Jesienią 1989 r. w studiu The Plant w Kalifornii, z producentem Terrym Date'em (m.in. Soundgarden, debiut Dream Theater, Metal Church, Overkill), grupa Mother Love Bone zarejestrowała materiał na debiutancki album "Apple". Premierę wstępnie wyznaczono na marzec 1990 r. Fachowcy związani z branżą muzyczną dość zgodnie przewidywali, że to może być płyta, która zrobi sporo zamieszania na rynku. Chcąc sprostać oczekiwaniom Andrew Wood koniec 1989 r. spędził w klinice odwykowej, po raz kolejny próbując wyzwolić się z nałogu.
Tak wyglądały ostatnie chwile Andy'ego Wooda. "Słuchałam serca, aż przestało bić"
16 marca 1990 r. dziewczyna wokalisty, Xana La Fuente, znalazła go w ich domu w stanie śpiączki spowodowanej przedawkowaniem. Andy Wood trafił do szpitala, gdzie podłączono go do maszyny podtrzymującej życie, jednak na skutek pęknięcia tętniaka mózg 24-latka przestał pracować. Trzy dni później, 19 marca, podjęto decyzję o odłączeniu Wooda od aparatury podtrzymującej życie.
"Był martwy, kiedy go znalazłam, ale nie wiedziałam o tym. Ale po przewiezieniu do szpitala Andy żył. Żył jeszcze przez trzy dni. Po decyzji lekarzy, mieliśmy trzy godziny, żeby się z nim pożegnać" - wspominała po latach dramatyczne chwile Xana La Fuente.

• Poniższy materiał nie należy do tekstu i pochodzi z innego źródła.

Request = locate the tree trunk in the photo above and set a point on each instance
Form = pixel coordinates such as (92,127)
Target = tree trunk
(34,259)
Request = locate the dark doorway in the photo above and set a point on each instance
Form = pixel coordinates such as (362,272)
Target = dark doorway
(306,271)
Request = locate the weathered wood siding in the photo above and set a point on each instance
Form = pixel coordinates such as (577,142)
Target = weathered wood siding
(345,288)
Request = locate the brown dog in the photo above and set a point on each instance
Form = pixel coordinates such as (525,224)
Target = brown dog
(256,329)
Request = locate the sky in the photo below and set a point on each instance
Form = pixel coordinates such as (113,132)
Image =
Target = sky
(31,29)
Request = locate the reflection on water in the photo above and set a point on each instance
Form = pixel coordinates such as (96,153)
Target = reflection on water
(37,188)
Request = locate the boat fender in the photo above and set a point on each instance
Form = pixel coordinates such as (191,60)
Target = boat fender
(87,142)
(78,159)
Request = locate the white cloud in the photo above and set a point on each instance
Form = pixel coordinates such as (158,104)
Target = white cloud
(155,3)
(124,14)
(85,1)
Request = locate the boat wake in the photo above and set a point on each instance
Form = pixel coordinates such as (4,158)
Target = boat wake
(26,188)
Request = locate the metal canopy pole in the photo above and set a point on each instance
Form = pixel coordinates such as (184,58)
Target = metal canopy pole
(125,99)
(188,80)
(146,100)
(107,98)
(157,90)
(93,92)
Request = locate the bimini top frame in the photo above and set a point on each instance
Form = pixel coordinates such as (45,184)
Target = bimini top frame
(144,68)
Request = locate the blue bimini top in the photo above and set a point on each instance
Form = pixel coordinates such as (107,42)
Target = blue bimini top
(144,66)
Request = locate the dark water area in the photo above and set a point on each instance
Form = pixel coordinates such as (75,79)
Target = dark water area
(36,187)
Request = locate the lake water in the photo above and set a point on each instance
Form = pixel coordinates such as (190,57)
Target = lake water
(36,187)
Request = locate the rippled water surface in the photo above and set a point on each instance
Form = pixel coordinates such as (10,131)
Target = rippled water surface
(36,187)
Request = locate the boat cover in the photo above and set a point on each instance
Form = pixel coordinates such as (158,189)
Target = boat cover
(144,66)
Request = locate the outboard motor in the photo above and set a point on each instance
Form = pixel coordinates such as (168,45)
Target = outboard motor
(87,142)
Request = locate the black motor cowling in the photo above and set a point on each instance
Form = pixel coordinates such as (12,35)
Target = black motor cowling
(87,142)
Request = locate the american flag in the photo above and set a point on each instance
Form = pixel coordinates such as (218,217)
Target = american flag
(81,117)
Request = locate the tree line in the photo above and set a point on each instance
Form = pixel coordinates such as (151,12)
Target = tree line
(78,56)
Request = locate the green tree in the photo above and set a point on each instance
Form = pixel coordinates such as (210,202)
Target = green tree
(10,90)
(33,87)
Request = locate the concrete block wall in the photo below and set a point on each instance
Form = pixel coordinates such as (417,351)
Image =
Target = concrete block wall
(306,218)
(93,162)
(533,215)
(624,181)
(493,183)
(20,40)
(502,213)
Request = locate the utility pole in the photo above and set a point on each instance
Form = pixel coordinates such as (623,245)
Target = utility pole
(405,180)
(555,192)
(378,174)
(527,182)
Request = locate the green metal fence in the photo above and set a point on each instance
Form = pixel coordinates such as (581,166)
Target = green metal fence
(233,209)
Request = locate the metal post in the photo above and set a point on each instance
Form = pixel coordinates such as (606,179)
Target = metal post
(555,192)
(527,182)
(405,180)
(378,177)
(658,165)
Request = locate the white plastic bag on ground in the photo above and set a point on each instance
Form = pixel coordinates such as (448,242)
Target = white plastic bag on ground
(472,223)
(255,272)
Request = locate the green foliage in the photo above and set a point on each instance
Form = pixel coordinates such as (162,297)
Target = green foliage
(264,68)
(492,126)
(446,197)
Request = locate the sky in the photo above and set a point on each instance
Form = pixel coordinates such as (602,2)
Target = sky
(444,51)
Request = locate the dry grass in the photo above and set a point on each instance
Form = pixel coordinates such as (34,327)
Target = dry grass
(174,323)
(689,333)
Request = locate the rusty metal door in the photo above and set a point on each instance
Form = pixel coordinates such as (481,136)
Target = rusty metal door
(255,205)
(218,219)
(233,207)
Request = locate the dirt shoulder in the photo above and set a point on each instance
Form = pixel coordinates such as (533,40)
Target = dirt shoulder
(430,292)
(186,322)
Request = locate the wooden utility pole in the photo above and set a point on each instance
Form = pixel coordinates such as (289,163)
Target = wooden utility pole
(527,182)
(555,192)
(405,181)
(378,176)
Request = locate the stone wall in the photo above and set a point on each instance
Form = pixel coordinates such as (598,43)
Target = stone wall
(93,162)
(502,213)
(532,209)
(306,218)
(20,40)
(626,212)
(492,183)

"W szpitalu była cała jego rodzina, jakieś 20 osób, a także jego przyjaciele. Gdy zostałam z nim sama, obcięłam mu kosmyk włosów, który zachowałam. Puściłam mu muzykę grupy Queen, która była jego ulubionym zespołem. Gdy lekarze odłączyli aparaturę, mocno go trzymałam i słuchałam serca, aż w końcu przestało ono bić. To trwało jakieś 15 minut. Nie mogę uwierzyć, jak ja przez to przeszłam..." - dodaje dziewczyna Andy'ego Wooda, która jednocześnie mówi, że jako jedyna z jego najbliższych nie była zaskoczona tragiczną śmiercią swojego ukochanego.
"Często czułam, że to rodzaj mojej karmy, by go stracić i jednocześnie jego przeznaczenie, by umrzeć młodo" - podkreślała Xana La Fuente.
Chris Cornell, wokalista Soundgarden i były współlokator Wooda, uważał, że to właśnie przedawkowanie przez wokalistę Mother Love Bone można określić mianem "końca niewinności", a nie - jak się powszechnie uważa - samobójczą śmierć Kurta Cobaina z Nirvany w kwietniu 1994 r.

"Po tym, co wtedy zobaczyłem, gdziekolwiek spotykam ludzi, którzy zaczynają bawić się z używkami, za każdym razem żałuję, że nie mam przy sobie zdjęcia Andy'ego na szpitalnym łóżku - wyglądało to strasznie" - wspominał Jeff Ament.
W kolejnych latach w podobnie tragicznych okolicznościach zmarły kolejne postaci związane ze sceną grunge: m.in. gitarzystka Stefanie Sargent z 7 Year Bitch (czerwiec 1992 r.), wspomniany Kurt Cobain, wokalista Alice In Chains Layne Staley (kwiecień 2002 r.) i wielu innych.
Temple Of The Dog w hołdzie dla zmarłego Andrew Wooda
Śmierć Wooda nie przeszła bez echa: Chris Cornell napisał dwa utwory w hołdzie dla przyjaciela. Do współpracy zaprosił Gossarda i Amenta z Mother Love Bone (ta grupa zakończyła działalność po śmierci wokalisty), a także przyszłych muzyków Pearl Jam: wokalistę Eddiego Veddera, gitarzystę Mike'a McCready'ego i perkusistę Matta Camerona (również Skin Yard i Soundgarden). Ci muzycy utworzyli supergrupę Temple Of The Dog, a nagrany przez nich imienny album (1991) zaliczany jest do najlepszych dokonań nurtu grunge. Płyta szeroką popularność zdobyła dopiero rok po premierze na fali sukcesów Pearl Jam i Soundgarden.
Pamięci Wooda poświęcone były też utwory nagrane przez Alice In Chains ("Would?" z najlepszej płyty grupy - "Dirt" z 1992 roku), Candlebox i War Babies. W 1995 r. ukazał się skompilowany przez Stone'a Gossarda składankowy album "Return to Olympus" zawierający wczesne nagrania Malfunkshun. 10 lat później premierę miał dokumentalny film "Malfunkshun: The Andrew Wood Story", w którym wypowiadają się m.in. muzycy Soundgarden i Pearl Jam. Jako hołd dla wokalisty można potraktować też nakręcony przez Camerona Crowe'a film "Pearl Jam Twenty" (2011), który dokumentuje 20 lat Pearl Jam na scenie.